Mechanochemical Top-Down Isolation of Chitin Nanofibrils from Oyster Mushrooms

Chitin, as a widely found polymer from renewable carbon feedstock, is a good candidate to foster sustainable circular economies. Particularly, nanochitin from fungal sources offers multiple environmental benefits over conventional crustacean- or insect-derived chitins. This study explores routes for the scalable isolation of chitin nanofibrils from oyster mushrooms (Pleurotus ostreatus). Chemical treatments including alkaline treatments (1.25 m NaOH), mild or more severe bleaching (4% to 8% v/v H2O2), are implemented with or without a high-pressure homogenization top-down isolation step. Obtained dispersions were examined for their physicochemical properties, including morphology, crystallinity, rheology, Z-potential, gelling/sedimentation characteristics, and antibacterial activity.

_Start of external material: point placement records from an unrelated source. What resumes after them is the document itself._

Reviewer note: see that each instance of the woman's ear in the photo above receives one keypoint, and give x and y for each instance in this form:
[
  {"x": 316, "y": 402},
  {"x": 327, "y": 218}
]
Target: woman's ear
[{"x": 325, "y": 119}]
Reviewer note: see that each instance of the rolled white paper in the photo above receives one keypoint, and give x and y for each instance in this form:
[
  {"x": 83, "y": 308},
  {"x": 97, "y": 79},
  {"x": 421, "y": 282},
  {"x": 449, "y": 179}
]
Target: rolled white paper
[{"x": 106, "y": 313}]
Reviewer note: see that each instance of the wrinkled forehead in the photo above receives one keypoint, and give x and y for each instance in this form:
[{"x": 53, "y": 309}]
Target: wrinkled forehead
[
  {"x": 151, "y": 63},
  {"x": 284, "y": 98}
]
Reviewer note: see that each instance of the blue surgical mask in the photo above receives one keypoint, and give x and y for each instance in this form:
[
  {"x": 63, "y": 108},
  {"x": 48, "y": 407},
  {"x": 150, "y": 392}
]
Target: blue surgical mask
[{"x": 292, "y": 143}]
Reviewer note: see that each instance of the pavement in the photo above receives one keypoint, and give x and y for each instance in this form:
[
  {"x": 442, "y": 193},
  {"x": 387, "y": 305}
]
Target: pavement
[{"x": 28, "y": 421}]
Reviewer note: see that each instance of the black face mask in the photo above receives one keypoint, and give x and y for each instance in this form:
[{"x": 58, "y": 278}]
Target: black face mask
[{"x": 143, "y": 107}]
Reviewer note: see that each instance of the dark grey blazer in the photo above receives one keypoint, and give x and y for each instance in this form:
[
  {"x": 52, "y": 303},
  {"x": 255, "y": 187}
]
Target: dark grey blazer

While high-pressure homogenization facilitated chemically processed biomass nanofibrillation, exposure to harsher bleaching treatment resulted in an inherent nanofibrillation. Colloidal stability varied substantially as evaluated by sedimentation, and gelation concentrations ranged between 2 and 4 wt %. Such behavior is explained by a greater fibrillation of chitin in combination with the preservation of native glucans. This study builds on ongoing efforts to optimize the top-down isolation of fungal nanochitin and foster its utilization using conventional routes for lignocellulosic processing, opening novel routes to develop sustainable biobased materials.